Most humans want to do good for a plethora of reasons. Some are for altruistic reasons while some are for more cynical reasons. But whatever their reasons may be, this automatically makes them potential victims of ‘Charity scams’.
Charity scams are schemes devised to deprive unsuspecting people of their funds by preying on their benevolence. This can take many forms but mostly through scammers pretending to be legitimate charities. In such instances, they pretend to solicit funds for victims of a recent disaster, veterans from the military, orphanages, or people with serious medical conditions.
Charity scammers use every available means to approach their victims, they can approach in person, via e-mail, telephone, SMS, and social messaging applications. They use logos and images of real charities and victims or create fakes using image editing applications like Photoshop. Unfortunately, most charity scams go unreported because the victims committed sums they consider expendable. This sustained precedence seems to encourage its occurrence.

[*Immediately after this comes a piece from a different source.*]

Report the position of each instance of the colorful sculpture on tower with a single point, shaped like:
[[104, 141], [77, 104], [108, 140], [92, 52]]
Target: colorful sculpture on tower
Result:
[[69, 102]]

How to Recognize a Charity Scam
Here are some ways to determine if that call, e-mail, SMS, social media post/message or pitch is legit.
- Fake Charities are not registered: A reputable charity organization should be registered with the government. To know if a charity is registered, you can look them up from the CAC name search portal, the portal gives details about an organization’s registration date, branch address, and contact information.
- They use pressure and urgency: Reputable and legitimate Charities do not pressure people into donating no matter how urgent a situation may be. In contrast, scammers treat ‘donations’ as a matter of urgency, pressuring you into making donations. They employ emotional blackmail, aggressively pushing victims’ stories with the aim of manipulating the donors.
- They accept donations through channels that aid anonymity: Given the unprecedented proliferation of payment technologies, scammers now employ alternative channels of payment, especially those that protect the identity of the receivers. These may include Cryptocurrencies, Gift Cards, and Wire Transfers that are untraceable, so you should watch out for this. Legitimate charity organizations will always accept a variety of payments method including traditional methods that provide an audit trail.
- They spam you with messages: Fake charities spam people with messages or links for donation. Legitimate charities do not do this, instead they usually have a webpage with clear information on how to donate and where.
Steps for protection
- Verify their “good works”: Don’t be swayed by responses such as “we take care of the needy” or “we support widows and orphans,” without actions these are empty words. Seek out concrete proof that the are actually involved in the work they claim with verifiable results. For instance, If they claim to take care of orphans, find out where their orphanage is, how long they’ve been involved in the work and the difference it has made in the lives of the children.
- Do some checks on their website: Scammers can clone a charity organization’s website and content. They then slightly alter the domain name (For example, www.nogofallmaga.org can be misspelled as www.nogofalmaga.org). How can you be vigilant and not fall for this? You can do so by using these online tools to check if a website is a clone and if the content of the website is used elsewhere; CopyScape, SiteLiner, PlagSpotter. You can also make use of reverse image search to check if images on the website are being used on other sites.
- Verify Crowdsourced or social media appeals: Before you give out money for a gofundme or social media appeal for assistance, make sure you can verify the situation is true or that you personally know the person soliciting for funds. If you can’t then you should consider not giving no matter how tragic the situation may be.
- Approach the charity yourself: Always approach the charity organizations you are willing to make a donation or offer support. Do not rely only on a phone number, contact or website address given by the person who first called, visited or emailed you because they could be impersonating a legitimate charity.
In conclusion, always do your due diligence, and do not let the antics of charity scammers dampen your drive for giving, for there is great value in helping others.